L'Équateur a enregistré un excédent commercial de 62 millions de dollars avec la Colombie en mars 2026, un résultat qui contraste avec la tendance historique de déficit de la balance bilatérale et qui coïncide avec l'entrée en vigueur d'un droit de douane de 30 % sur les produits colombiens ordonné par le gouvernement de Daniel Noboa.
Ces données marquent un tournant dans les relations commerciales entre les deux pays, qui se caractérisaient ces dernières années par un solde négatif pour l'Équateur proche d'un milliard de dollars. Toutefois, les experts préviennent que l'excédent répond davantage à une contraction des importations qu'à une augmentation soutenue des exportations équatoriennes.
La mesure tarifaire a été mise en œuvre à partir de février 2026 sous le prétexte de protéger la production nationale et de répondre aux risques liés à la sécurité, tels que le trafic de drogue et l'exploitation minière illégale dans les zones frontalières. Dans la pratique, les droits de douane ont rendu plus coûteux l’entrée des produits colombiens sur le marché équatorien, réduisant ainsi le volume de leurs importations à court terme.
Cet effet s’est rapidement reflété dans la balance commerciale. À mesure que les achats en provenance de Colombie diminuaient, la balance penchait en faveur de l'Équateur, générant l'excédent enregistré au premier trimestre de l'année. Cependant, le comportement des exportations équatoriennes vers ce pays n'a pas montré une croissance proportionnelle qui, à elle seule, explique le changement de balance.
Les relations commerciales entre l'Équateur et la Colombie ont toujours été dynamiques, avec des échanges annuels d'environ 5 milliards de dollars. La Colombie est l'un des principaux partenaires commerciaux de l'Équateur dans la région andine, notamment en ce qui concerne la fourniture de produits manufacturés, d'aliments transformés et de produits industriels. L’imposition de droits de douane modifie cet équilibre et génère des effets sur les chaînes d’approvisionnement qui dépendent de cette intégration.

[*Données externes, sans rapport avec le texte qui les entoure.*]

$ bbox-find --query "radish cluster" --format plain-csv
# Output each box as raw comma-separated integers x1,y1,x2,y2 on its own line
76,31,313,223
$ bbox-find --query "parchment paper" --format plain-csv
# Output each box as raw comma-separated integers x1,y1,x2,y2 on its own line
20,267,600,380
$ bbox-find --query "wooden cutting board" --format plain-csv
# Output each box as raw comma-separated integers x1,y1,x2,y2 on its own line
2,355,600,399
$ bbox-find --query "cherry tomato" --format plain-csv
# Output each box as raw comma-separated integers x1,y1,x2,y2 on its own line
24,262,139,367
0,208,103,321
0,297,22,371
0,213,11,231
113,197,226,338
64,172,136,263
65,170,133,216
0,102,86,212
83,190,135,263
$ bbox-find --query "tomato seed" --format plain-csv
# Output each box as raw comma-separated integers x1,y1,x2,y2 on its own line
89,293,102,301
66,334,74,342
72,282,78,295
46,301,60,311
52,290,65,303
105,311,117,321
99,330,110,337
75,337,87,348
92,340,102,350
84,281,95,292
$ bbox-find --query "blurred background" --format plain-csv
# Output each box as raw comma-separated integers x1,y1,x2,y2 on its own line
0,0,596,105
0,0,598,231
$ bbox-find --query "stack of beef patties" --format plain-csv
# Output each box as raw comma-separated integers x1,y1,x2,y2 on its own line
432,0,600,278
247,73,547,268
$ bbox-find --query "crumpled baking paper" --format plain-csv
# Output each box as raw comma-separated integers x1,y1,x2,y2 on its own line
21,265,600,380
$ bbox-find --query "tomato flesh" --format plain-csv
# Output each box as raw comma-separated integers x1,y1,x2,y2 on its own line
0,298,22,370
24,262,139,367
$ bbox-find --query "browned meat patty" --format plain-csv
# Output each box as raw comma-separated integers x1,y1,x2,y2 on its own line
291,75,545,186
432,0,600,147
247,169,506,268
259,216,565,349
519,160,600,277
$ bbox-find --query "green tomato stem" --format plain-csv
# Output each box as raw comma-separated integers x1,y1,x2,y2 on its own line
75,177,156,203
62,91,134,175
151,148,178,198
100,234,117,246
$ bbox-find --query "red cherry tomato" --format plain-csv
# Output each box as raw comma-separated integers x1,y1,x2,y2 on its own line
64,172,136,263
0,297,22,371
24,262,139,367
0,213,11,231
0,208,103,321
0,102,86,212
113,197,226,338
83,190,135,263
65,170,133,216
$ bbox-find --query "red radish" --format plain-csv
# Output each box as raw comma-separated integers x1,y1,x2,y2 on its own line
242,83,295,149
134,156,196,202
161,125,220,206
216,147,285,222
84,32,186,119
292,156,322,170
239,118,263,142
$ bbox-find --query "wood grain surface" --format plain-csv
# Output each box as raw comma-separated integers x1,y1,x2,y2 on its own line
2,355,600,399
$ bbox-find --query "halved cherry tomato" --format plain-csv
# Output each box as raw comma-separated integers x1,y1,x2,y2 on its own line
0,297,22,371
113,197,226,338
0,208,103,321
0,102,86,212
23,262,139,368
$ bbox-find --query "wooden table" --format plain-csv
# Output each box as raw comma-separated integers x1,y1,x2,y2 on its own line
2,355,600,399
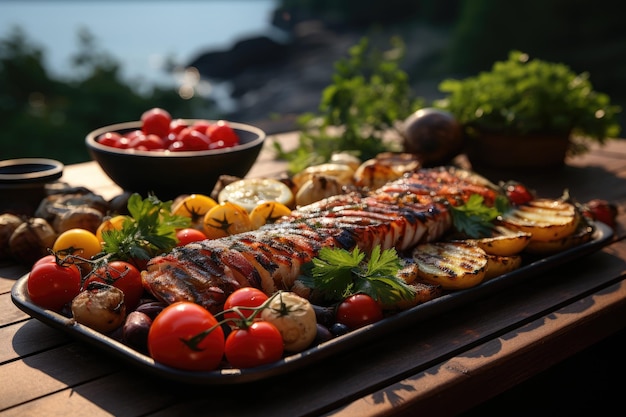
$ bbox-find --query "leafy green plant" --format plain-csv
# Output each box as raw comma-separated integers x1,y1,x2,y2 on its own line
436,50,622,155
273,37,422,174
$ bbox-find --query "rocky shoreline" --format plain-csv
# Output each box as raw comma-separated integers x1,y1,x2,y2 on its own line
187,19,451,134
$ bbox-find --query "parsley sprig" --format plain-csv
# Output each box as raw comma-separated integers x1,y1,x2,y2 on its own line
302,245,415,305
450,194,509,238
101,193,190,263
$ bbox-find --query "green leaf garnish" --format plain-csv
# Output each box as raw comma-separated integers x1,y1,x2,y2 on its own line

La réponse de la Colombie a été immédiate. Le gouvernement colombien a annoncé l'application de droits de douane réciproques sur les produits équatoriens, dans un premier temps sur plus de 50 produits, puis étendus à d'autres secteurs. En outre, des mesures complémentaires ont été adoptées, notamment des restrictions temporaires sur l'approvisionnement énergétique et des pressions diplomatiques dans le cadre de la Communauté andine des nations (CAN).
Cet échange de mesures a été interprété comme une escalade commerciale qui pourrait avoir des conséquences plus larges dans la région. La CAN, qui établit les principes du libre-échange entre ses membres, est confrontée à des tensions dues à des décisions unilatérales qui affectent l'intégration économique.

Le conflit reflète également les différences dans les approches politiques publiques entre les deux gouvernements. Alors que l'Équateur a adopté une ligne plus restrictive liée à la sécurité et au contrôle économique, la Colombie maintient une politique axée sur l'ouverture commerciale, ce qui ajoute une dimension politique au différend.
L'excédent peut être présenté comme une réussite de la politique économique en termes de réduction du déficit commercial. Cependant, cela peut également impliquer des effets secondaires, tels qu’une hausse des prix des produits importés, une disponibilité moindre de certains biens et d’éventuelles pressions inflationnistes.
De même, il existe un risque que les mesures protectionnistes génèrent des distorsions sur le marché et affectent les secteurs productifs qui dépendent des intrants colombiens. Cela pourrait avoir un impact sur les coûts de production et la compétitivité sur d’autres marchés.
Pour les mois à venir, l’évolution de la balance commerciale dépendra de l’évolution du conflit tarifaire et d’éventuelles négociations bilatérales. Un scénario d’escalade pourrait réduire considérablement le volume des échanges commerciaux entre les deux pays, tandis qu’une normalisation progressive pourrait inverser l’excédent et revenir à la tendance historique.
Quoi qu’il en soit, le solde positif de 62 millions de dollars peut être lu dans le contexte d’une politique économique spécifique et pas nécessairement comme une transformation structurelle du commerce extérieur équatorien.